What’s worse is the fact that another passenger claims to have seen the woman jump into the ocean and immediately notified the cruise staff. At this point, the crew reviewed surveillance footage and determined that the woman did, in fact, intentionally jump. The incident happened in broad daylight, at a moment when there were probably hundreds of passengers walking around and when dozens of crew members should also have been out and about. Where were the crew members when the woman fell? Where exactly did she fall? From her room? From the Lido Deck?

There are several unanswered questions at this point. So, let’s try to make some sense of the accident. The passenger reported the overboard victim at around 1 p.m., then crew members reviewed the footage before calling the Coast Guard. Did it take them hours to review the footage before calling the Coast Guard or is it that they just took their time in reporting the accident in general? It seems highly unlikely that the Coast Guard would be the ones to waste any time before deploying a rescue helicopter. We can’t say for sure what exactly happened between the hours of 1 and 4 p.m., but what we can say is that these three hours that were unaccounted for could have cost the victim her life.

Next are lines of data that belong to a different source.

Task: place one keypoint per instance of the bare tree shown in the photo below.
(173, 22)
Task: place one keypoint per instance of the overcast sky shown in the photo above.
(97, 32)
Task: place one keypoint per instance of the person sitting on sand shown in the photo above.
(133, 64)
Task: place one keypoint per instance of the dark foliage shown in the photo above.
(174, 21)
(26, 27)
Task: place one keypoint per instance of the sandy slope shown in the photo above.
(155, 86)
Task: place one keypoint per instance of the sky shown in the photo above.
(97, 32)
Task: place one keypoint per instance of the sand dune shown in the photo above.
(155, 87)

A two-day search of the area where the passenger was seen jumping over the ship was inconclusive. The woman’s body has yet to be found, but officials aren’t giving up hope just yet. The victim could have possibly survived, though unlikely at this point.

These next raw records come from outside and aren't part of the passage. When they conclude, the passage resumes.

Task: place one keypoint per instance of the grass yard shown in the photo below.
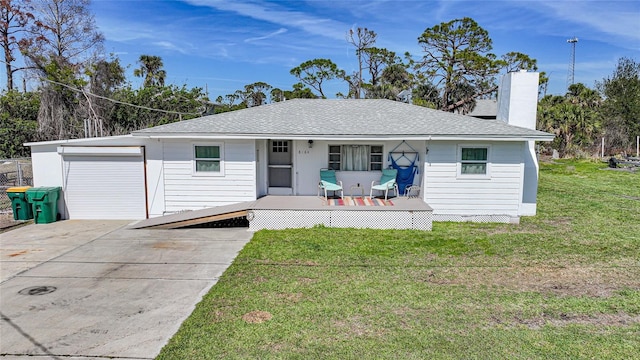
(562, 285)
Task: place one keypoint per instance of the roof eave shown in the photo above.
(397, 137)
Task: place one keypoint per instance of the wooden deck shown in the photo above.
(281, 212)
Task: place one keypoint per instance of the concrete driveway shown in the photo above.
(96, 289)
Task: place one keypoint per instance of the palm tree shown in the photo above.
(151, 70)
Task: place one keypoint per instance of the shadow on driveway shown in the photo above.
(87, 289)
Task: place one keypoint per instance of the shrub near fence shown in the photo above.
(13, 172)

But the bad news doesn’t stop there. The cruise line and the Coast Guard couldn’t get their story straight regarding the woman’s age. According to Princess officials, the victim was 54 years old, but according to the Coast Guard, she was in her 30s. Which one is it? Since the name of the victim hasn’t been released (pending family notification), we won’t know for a few more days.

This entire accident just seems to have negligence written all over it. Granted, the woman was caught on camera intentionally jumping, but if one passenger noticed her going overboard, and the accident happened around 1 p.m., why didn’t Princess have any crew members near the scene? Furthermore, why didn’t Princess have any radar detection system in place that would have been better able to locate the victim?

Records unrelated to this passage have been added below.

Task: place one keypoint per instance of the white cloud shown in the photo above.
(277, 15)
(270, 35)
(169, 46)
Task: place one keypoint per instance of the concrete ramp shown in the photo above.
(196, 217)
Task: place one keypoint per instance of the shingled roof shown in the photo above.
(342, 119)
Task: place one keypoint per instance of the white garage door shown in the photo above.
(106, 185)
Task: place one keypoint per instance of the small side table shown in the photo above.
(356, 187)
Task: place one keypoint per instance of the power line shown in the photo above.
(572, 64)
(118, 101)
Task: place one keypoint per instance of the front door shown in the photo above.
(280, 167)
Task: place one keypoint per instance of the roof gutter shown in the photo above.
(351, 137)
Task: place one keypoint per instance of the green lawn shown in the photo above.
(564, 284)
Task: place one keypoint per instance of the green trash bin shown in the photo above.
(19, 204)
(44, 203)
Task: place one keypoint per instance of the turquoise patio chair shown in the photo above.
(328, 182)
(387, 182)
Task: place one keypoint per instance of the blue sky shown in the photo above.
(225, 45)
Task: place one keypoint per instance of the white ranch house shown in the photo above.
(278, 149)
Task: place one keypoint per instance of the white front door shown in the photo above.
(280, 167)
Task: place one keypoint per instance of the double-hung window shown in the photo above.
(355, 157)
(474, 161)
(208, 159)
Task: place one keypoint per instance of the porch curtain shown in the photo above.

Congress passed the Cruise Vessel Safety and Security Act in 2010 for this very reason. The law requires cruise lines to implement systems to capture images of anyone going overboard and forward these images to the vessel’s bridge. The system would allow for crews to take immediate action to search for the missing person, but it’s no surprise that barely any lines have implemented the technology, despite the fact that it is readily available.

Overboard accidents are extremely serious and extremely common. According to Professor Ross Klein, cruise expert and author of the Cruise Junkie website, 208 people have gone overboard from cruise ships and ferry boats in the past 13 years alone, and this is only the number of incidents that have actually been reported. The real number is probably a lot closer to 300, if not greater, but due to discrepancies between the way cruise lines report (or rather, fail to report) accidents to the Coast Guard and FBI and, in turn, the discrepancy between the way these agencies disclose this information with the public, we’ll probably never know the real number of missing persons with accuracy.

Though there has been a lot of talk about improving passenger safety features on cruise ships, the industry still has a long way to go before it can say that vessels are truly “safe”.  The past two years have seen a much higher accident rate than others, beginning with the Costa Concordia capsizing tragedy and followed with this year’s Carnival Triumph fire. But still, we have yet to see the day when lines will actually make good with their promise to refurbish their ships to include new technology that will protect passengers from harm, especially the technology that will detect passengers when they fall overboard.